The U.S. Court of Appeals for the District of Columbia heard arguments in December from Mark E. Laccetti, a former partner at EY, and the SEC over a disciplinary action originally undertaken by the Public Company Accounting Oversight Board. The appeals court sided with Laccetti, saying he was denied adequate counsel because the PCAOB would not permit Laccetti’s legal counsel to be assisted by an accounting expert during the deposition.
The PCAOB brought charges against Laccetti in 2009 alleging audit violations dating back to 2004 in the audit of Taro Pharmaceuticals. The PCAOB said Taro in Israel engaged an Israeli audit firm, which hired EY in the United States to audit the U.S. subsidiary of Taro. Laccetti served as the engagement partner for the U.S. subsidiary of Taro.

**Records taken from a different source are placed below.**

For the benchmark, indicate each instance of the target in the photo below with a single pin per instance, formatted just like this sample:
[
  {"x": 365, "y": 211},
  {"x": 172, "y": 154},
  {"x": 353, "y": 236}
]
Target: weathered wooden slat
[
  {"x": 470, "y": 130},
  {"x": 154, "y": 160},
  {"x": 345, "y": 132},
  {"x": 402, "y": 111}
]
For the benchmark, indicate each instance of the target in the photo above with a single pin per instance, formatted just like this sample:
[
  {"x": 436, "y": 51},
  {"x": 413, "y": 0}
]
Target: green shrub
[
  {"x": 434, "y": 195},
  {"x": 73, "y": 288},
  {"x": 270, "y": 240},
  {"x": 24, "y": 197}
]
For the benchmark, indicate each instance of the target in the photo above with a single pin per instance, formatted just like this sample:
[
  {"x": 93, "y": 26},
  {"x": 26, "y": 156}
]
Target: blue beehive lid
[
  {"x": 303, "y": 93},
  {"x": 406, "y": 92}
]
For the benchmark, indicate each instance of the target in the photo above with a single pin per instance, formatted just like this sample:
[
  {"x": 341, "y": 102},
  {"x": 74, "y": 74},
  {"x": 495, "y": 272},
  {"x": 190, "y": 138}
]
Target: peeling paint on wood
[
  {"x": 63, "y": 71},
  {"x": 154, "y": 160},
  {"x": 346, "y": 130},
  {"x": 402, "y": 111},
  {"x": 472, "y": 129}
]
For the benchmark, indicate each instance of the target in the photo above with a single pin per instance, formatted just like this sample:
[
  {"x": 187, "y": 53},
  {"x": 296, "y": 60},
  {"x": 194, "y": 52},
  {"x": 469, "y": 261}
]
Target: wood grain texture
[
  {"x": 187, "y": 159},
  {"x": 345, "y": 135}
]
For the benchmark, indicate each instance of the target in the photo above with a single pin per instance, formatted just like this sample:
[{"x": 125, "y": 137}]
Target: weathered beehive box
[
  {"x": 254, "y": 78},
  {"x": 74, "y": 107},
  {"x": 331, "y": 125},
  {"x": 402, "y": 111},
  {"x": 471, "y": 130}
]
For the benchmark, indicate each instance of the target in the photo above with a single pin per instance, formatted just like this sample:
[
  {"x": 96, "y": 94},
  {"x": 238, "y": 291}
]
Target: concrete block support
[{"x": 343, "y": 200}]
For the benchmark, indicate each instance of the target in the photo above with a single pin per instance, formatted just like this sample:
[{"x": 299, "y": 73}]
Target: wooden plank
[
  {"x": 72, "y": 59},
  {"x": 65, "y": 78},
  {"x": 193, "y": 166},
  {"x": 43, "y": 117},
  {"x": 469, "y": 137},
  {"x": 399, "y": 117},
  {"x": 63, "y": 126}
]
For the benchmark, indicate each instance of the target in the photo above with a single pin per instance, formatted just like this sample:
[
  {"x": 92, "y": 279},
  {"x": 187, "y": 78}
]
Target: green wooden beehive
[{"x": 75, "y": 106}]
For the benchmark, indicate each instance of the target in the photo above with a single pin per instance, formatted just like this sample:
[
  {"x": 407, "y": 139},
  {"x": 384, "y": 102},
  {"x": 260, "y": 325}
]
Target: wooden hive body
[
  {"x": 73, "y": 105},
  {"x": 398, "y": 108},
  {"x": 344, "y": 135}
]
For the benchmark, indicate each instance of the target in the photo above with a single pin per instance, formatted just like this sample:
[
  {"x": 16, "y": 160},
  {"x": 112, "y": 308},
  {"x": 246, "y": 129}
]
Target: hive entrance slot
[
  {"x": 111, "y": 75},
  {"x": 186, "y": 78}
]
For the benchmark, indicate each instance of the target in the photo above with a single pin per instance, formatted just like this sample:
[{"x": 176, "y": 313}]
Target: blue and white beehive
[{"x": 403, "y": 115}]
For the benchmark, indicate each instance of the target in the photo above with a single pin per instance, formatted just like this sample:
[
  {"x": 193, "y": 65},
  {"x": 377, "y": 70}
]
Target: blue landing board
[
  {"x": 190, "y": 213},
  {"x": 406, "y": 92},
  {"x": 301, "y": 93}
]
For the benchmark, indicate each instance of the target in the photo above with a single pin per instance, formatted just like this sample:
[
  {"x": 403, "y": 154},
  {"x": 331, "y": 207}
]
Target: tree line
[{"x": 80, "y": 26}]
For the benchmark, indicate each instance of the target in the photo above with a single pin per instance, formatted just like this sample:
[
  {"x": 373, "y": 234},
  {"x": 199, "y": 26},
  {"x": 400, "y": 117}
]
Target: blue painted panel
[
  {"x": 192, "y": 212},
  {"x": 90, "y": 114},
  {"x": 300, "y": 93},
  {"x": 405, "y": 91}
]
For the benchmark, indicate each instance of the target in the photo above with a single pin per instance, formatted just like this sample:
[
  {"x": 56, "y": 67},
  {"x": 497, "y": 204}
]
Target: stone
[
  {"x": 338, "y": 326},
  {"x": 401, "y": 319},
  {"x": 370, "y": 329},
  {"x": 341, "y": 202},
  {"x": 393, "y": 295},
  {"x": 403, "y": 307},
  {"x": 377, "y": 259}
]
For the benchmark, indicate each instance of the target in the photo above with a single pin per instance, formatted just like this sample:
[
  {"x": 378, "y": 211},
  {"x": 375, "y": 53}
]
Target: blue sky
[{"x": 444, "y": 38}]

The PCAOB said Laccetti knew the company had weak processes for estimating sales allowances, which would be key to the company’s recognition of revenue and accounts receivable, but did not conduct adequate inquiry or audit procedures to investigate. The PCAOB said it had evidence that the principal audit firm and his own audit firm had identified the risks, but Lacetti was “reckless, or, at a minimum, repeatedly negligent.”
It took roughly seven years for the case to make its way through the PCAOB and SEC enforcement and appeals channels before the SEC finalized and publicly released it in 2016. The PCAOB banned Laccetti for two years from associating with a PCAOB-registered firm and fined him $85,000.
Laccetti took his case to the district appeals court, where he said he was denied adequate counsel because the PCAOB would not permit his EY attorney to have an EY accounting expert present for questioning. According to the appeals court decision, the PCAOB banned an EY accounting expert from testimony because it did not want EY personnel to “monitor the investigation.”
The appellate court decision completely throws out the disciplinary action against Laccetti, says Douglas Cox, a partner at law firm Gibson Dunn who represented Laccetti on appeal. “The PCAOB investigation of and subsequent conclusions about Mr. Laccetti are void,” he says.
It’s not entirely clear, however, whether the PCAOB could or would go back to the drawing board and pursue the charges again. “There are several constitutional and statutory arguments, not addressed by the Court, suggesting that it could not,” says Cox. “If the PCAOB tried to start over, it would have to overcome those arguments. And, in any event, it would be wasteful and unfair for the PCAOB to try to start over.”
The PCAOB declined to comment on the decision.
Cox says accountants and auditors under investigation by the PCAOB have a right to counsel, and that includes the assistance of an accountant to work through highly complex investigations. The PCAOB’s position that it need not permit such assistance undermines the right to counsel, he says.
The appellate decision tells the PCAOB it may not bar a witness from bringing an accounting expert who could assist the witness’s counsel during an investigative interview, says Cox. That suggests the PCAOB will have to change its practices or amend its rules, he says.